Muere Isabel II, la Reina de la unidad de su país

Carmen P. Flores

El pasado jueves 8 de septiembre, por la tarde, los medios de comunicación daban la noticia de la muerte de la Reina Isabel II de Inglaterra en su residencia de Balmoral, poniendo fin a 70 años de reinado. Hacía meses que la salud de la Reina no era buena. La muerte de su marido, Felipe de Edimburgo, hace un año y medio, la había dejado tocada. Su salud se había resentido y no volvió a ser la misma desde entonces.


La noticia de la muerte de la Reina ha producido entre los británicos una sensación de desconsuelo y tristeza, en medio de la grave crisis política y económica que atraviesa su país. Por cierto, la nueva primera ministra, Liz Truss, había estado el día anterior despachando con ella. Tras enterarse de la noticia Truss declaraba que “la Reina fue la roca sobre la que se ha construido el moderno Reino Unido, que es un gran país gracias a ella".

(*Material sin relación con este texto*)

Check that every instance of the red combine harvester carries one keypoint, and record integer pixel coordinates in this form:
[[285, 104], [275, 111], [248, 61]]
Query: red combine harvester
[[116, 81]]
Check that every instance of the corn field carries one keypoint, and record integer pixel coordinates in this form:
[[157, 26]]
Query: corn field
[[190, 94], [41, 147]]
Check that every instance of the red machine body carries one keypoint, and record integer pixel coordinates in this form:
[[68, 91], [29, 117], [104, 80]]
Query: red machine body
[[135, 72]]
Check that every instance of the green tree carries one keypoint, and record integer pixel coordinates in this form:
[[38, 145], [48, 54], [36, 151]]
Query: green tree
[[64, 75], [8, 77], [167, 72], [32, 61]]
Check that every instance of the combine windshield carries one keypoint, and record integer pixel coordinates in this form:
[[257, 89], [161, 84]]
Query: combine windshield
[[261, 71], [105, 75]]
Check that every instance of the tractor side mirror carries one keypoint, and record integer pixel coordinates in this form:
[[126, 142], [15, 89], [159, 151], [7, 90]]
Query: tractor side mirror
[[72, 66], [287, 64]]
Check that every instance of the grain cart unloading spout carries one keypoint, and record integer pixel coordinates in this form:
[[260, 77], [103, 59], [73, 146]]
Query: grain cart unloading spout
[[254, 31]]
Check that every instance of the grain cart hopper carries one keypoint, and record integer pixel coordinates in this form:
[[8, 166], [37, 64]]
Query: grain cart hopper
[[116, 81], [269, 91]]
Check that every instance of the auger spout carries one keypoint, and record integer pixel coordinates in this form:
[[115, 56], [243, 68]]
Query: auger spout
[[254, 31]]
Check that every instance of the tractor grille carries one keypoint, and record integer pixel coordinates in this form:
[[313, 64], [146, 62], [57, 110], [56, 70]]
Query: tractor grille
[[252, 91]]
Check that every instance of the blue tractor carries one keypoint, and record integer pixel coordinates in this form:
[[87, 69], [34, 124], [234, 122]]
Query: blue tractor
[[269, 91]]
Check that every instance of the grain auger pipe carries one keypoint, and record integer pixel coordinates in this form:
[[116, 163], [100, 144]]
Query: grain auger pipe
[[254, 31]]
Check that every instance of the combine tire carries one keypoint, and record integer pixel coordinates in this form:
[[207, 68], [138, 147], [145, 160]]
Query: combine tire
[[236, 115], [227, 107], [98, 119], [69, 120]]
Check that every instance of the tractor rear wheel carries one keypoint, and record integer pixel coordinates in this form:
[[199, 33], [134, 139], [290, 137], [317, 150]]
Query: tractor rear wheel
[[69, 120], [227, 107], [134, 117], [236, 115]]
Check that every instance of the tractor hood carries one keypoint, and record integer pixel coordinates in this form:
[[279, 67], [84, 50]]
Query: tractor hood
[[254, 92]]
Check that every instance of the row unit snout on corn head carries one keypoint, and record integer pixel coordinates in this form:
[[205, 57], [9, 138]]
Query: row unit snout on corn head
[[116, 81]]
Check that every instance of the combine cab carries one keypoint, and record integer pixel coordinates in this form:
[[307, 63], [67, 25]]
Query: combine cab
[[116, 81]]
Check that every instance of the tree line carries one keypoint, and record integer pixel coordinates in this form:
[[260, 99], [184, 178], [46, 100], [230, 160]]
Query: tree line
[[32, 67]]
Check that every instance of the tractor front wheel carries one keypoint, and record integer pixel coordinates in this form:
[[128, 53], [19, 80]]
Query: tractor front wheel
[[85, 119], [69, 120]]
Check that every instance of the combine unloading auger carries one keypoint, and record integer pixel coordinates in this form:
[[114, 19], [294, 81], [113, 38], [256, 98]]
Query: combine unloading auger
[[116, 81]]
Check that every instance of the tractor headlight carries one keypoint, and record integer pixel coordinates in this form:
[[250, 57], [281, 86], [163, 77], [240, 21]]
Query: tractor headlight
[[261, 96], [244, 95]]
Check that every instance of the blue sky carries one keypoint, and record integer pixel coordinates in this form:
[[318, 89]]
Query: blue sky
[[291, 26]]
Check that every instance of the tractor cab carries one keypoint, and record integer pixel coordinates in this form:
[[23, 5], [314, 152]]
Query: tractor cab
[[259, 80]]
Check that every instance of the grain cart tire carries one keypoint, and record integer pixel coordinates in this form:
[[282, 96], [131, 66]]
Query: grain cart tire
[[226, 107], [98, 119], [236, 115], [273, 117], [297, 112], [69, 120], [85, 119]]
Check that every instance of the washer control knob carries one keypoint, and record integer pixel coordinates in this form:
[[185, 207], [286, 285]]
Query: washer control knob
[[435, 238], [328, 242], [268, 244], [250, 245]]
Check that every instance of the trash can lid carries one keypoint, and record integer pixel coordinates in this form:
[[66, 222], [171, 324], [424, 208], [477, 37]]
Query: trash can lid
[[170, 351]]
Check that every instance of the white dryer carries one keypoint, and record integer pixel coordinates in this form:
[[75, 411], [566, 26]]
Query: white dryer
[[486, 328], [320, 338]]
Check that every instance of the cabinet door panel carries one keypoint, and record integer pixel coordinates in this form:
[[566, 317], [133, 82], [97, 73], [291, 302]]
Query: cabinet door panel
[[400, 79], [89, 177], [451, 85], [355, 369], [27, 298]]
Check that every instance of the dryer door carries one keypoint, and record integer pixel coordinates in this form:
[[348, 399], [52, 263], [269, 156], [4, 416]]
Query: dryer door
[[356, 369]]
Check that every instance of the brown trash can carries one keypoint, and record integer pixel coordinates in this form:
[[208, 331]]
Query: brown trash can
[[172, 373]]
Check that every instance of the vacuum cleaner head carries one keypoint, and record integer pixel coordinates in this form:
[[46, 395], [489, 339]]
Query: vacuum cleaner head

La noticia de su muerte ha sido sin duda la noticia más importante de ese día. En el mundo, Isabel II ha sido una Reina respetada, incluso para los que no son monárquicos. El país se está volcando en los actos que se están celebrando todos estos días . Las televisiones de todo el mundo emiten  a diario imágenes de los actos que se están celebrando. Nadie discute, ni critica el papel tan importante que ha jugado en su país y su familia. Los lugares que están sirviendo de escenario en los actos se llenan de gente que llora la muerte de Isabel II y seguramente será la reina que más admiración, cariño y respeto haya tenido en los últimos tiempos.


Isabel II no ha tenido un reinado fácil: la muerte de Diana de Gales,  Lady Di, la separación del ahora rey Carlos III, los escándalos de su hijo Andrés, y algunos miembros de su familia amenazaban la estabilidad de la monarquía inglesa. Sin contar con las infidelidades de su marido. Pese a todo ello, Isabel II ha sabido remontar esos problemas y al final de sus días ha logrado reconquistar el cariño, respeto y admiración de los británicos y otros ciudadanos del mundo. Lo ha hecho con inteligencia, sacrificios personales y perseverancia. No le ha temblado la mano cuando ha tenido que tomar decisiones, incluso las que afectaban a miembros de su familia. Ya con la edad, se había vuelto más “sensible”.


Llama la atención lo que está sucediendo con la muerte de Isabel II. Nadie del mundo de la política, ni la gente de la calle, está siendo crítica con algunas de las decisiones tomadas a lo largo de su reinado, que no ha sido corto. El respeto, la consideración y el cariño está siendo la lección que están dando los británicos y eso que no han sido una familia ejemplar. No importa, sienten verdadera devoción por ella. Otra cosa bien distinta es el nuevo Rey, Carlos III, que tendrá que ganarse el cariño y respeto de la ciudadanía. ¿Lo conseguirá? Esa es la gran incógnita. Ahora habrá que esperar para ver cómo actúa, los cambios que va a introducir en su mandato y si los escándalos dejarán paso a una nueva era de la monarquía británica, porque él no es Isabel II. Las imágenes que cada día llegan a las casas son un ejemplo de comportamiento cívico.